I'm not advocating such, but it is an option: I've displayed tabular data (with graphical representations) as hand drawn graphics and text which contains thousands of rows of information with no perceivable performance hindrance. The bottleneck is getting the data from the server (paged queries could help).

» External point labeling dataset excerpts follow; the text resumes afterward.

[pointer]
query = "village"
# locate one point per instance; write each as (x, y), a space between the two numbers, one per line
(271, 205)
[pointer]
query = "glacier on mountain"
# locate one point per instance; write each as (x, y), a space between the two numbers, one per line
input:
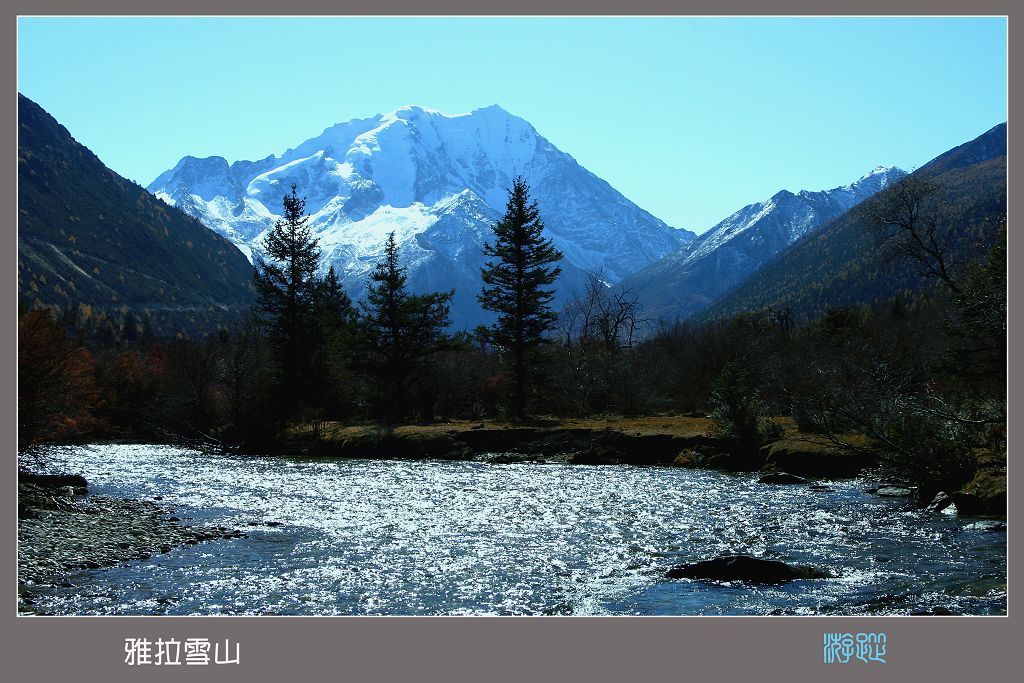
(439, 181)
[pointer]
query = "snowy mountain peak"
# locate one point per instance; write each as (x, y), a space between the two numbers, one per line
(440, 181)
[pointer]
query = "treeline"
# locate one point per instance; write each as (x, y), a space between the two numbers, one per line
(920, 379)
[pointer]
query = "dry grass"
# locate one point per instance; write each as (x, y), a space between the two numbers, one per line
(671, 425)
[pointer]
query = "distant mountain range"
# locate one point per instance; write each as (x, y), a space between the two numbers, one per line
(690, 279)
(841, 264)
(439, 181)
(87, 236)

Thanks for the suggestion SJ. Thankfully, I don't think I'm going to need to go that far. What I ended up doing was changing 11 properties on the DataGridView and received HUGE performance gains:
This tidbit is in C# by the way
Code:
DataGridView oGridView = aControl as DataGridView;
oGridView.BorderStyle = BorderStyle.None;
oGridView.CellBorderStyle = DataGridViewCellBorderStyle.SingleVertical;
oGridView.ColumnHeadersBorderStyle = DataGridViewHeaderBorderStyle.Single;
oGridView.ColumnHeadersHeightSizeMode = DataGridViewColumnHeadersHeightSizeMode.DisableResizing;
oGridView.EditMode = DataGridViewEditMode.EditProgrammatically;
oGridView.EnableHeadersVisualStyles = false;
oGridView.AllowDrop = false;
oGridView.ClipboardCopyMode = DataGridViewClipboardCopyMode.EnableAlwaysIncludeHeaderText;
oGridView.ReadOnly = true;
oGridView.RowHeadersWidthSizeMode = DataGridViewRowHeadersWidthSizeMode.DisableResizing;
oGridView.ShowCellToolTips = false;
I noticed much faster load times and response times to the DataGridView, and since all I'm doing is just displaying ReadOnly data, this is perfect for me.
Thanks everyone for your suggestions!